Jan 23, 2024NPC calls for urgency in public comments to CFIA potato wart plan
The National Potato Council has submitted public comments to the Canadian Food Inspection Agency’s risk management documents for mitigating the risk of spreading Prince Edward Island potato wart to the U.S.
In December 2023, CFIA announced plans to complete a risk management review within the next year and to draft a replacement for its current risk management plan.
NPC’s comments (.pdf) emphasized the importance of keeping potato wart out of the U.S. and expressed concern with the CFIA timeline.
“Beyond the domestic costs to growers and the industry, the U.S. would likely immediately lose access to all international fresh potato markets, costing the industry over $225 million directly in annual exports and billions more in indirect impact,” the organization wrote. “We fear under the current policy, it is only a matter of time before potato wart is exported from PEI to the U.S.”
In August 2023, CFIA completed an investigation into PEI potato wart, finding the disease in four fields in addition to the two 2021 detections that closed the U.S. border and sparked the probe. The agency analyzed nearly 50,000 soil samples from fields associated with recent detections and characterized its findings as “expected in investigations of this scale.”
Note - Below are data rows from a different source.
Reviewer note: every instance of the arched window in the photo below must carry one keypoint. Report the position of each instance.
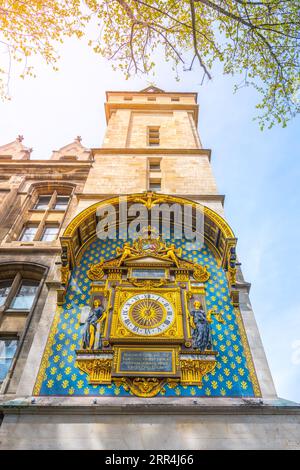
(20, 285)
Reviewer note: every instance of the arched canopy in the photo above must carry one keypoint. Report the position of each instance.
(82, 229)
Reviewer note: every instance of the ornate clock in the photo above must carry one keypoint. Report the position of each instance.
(146, 336)
(147, 314)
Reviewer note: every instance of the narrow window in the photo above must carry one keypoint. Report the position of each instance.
(154, 166)
(8, 348)
(153, 136)
(25, 296)
(42, 203)
(155, 185)
(29, 233)
(4, 290)
(50, 233)
(61, 203)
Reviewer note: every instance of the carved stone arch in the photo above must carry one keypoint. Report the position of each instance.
(82, 229)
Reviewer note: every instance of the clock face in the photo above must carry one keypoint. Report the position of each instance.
(147, 314)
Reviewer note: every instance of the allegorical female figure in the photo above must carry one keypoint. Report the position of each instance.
(201, 337)
(96, 315)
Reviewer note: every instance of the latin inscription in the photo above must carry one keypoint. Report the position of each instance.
(146, 361)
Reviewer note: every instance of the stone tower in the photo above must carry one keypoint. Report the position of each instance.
(117, 342)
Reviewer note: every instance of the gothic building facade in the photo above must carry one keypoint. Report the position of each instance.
(108, 340)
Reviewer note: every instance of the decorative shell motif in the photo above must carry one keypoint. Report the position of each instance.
(200, 273)
(95, 273)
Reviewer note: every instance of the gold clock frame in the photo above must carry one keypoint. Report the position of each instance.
(173, 334)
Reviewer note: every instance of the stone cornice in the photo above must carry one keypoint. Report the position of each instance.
(197, 197)
(151, 106)
(23, 164)
(146, 406)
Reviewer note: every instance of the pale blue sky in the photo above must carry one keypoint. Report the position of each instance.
(259, 172)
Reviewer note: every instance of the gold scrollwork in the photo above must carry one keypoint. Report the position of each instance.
(95, 273)
(201, 273)
(98, 370)
(141, 386)
(147, 283)
(193, 370)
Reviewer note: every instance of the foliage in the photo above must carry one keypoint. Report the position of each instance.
(256, 40)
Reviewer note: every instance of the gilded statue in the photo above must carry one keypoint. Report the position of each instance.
(96, 315)
(201, 336)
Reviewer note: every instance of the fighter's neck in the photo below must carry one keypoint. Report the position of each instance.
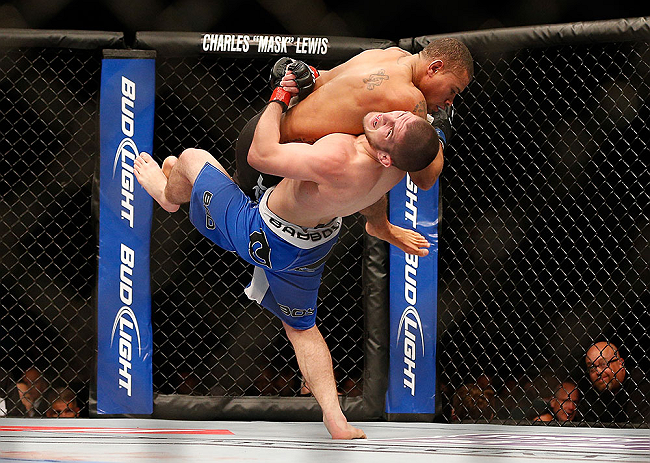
(363, 147)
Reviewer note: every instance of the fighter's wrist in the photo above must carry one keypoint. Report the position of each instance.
(282, 97)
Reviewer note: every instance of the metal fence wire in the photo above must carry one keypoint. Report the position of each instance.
(544, 243)
(545, 230)
(208, 337)
(47, 250)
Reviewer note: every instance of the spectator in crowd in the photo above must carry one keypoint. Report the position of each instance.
(6, 385)
(471, 402)
(563, 406)
(31, 389)
(613, 394)
(63, 403)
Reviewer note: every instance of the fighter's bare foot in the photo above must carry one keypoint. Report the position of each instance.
(153, 180)
(409, 241)
(343, 430)
(168, 163)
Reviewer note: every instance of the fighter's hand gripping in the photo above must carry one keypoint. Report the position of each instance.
(305, 76)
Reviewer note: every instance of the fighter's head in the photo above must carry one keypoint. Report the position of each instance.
(446, 68)
(402, 139)
(605, 366)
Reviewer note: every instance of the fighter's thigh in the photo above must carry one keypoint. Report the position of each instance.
(192, 160)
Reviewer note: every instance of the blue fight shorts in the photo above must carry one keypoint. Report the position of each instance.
(289, 259)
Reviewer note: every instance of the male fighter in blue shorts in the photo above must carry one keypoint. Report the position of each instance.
(288, 235)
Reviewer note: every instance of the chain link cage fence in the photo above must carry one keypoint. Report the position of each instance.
(209, 339)
(544, 244)
(48, 145)
(544, 237)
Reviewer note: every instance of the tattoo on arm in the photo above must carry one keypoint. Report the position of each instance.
(376, 79)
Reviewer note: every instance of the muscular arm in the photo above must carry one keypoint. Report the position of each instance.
(300, 161)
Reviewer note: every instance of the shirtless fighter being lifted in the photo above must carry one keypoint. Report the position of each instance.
(375, 80)
(289, 233)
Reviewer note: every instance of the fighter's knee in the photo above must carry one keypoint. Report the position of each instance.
(191, 155)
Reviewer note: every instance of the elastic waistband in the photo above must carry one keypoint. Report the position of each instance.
(301, 237)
“The risks associated with the transmission of potato wart from fresh potatoes from PEI remain negligible when appropriate risk mitigation measures are in place and followed,” CFIA said in a statement.
NPC noted that CFIA has been unable to prevent the spread of potato wart within PEI and “beyond the initial temporary prohibition on movement of potatoes to the U.S. and the ongoing prohibition on seed movement, CFIA has taken no steps to mitigate the risk of Potato Wart spread to the U.S.”
CFIA’s current Potato Wart Domestic Long Term Management Plan, which allows for the movement of potato wart between high-risk and lower-risk fields, has repeatedly resulted in disease movement, causing “lower risk fields to be upgraded to the highest level of regulation” after soil sampling, according to NPC.
“This repeated activity makes it clear that the current plan is inadequate in controlling the movement of potato wart and that the disease is moving,” NPC wrote.
NPC agreed with CFIA recommendations that seed potato production in index fields should be prohibited indefinitely but argued the risk management documents fail to consider downstream sources of disease spread. Those sources include processing waste, waste generated by bulk shipments moving into the U.S. and potatoes planted in home gardens.
“Given the timeframes necessary to address the comments on these documents, followed by notice and comment on updates to the long-term management plan, followed by implementation of new mitigation, it will likely be at least three years between the most recent outbreak and action by CFIA to address the risk to the U.S.,” NPC wrote. “This lack of urgency is an ongoing threat to the U.S. industry.
“If the roles were reversed, it is a standard that CFIA would never allow of the U.S. in addressing a phytosanitary threat of this destructive nature. We strongly urge CFIA to take immediate action to mitigate the risks identified by USDA APHIS.”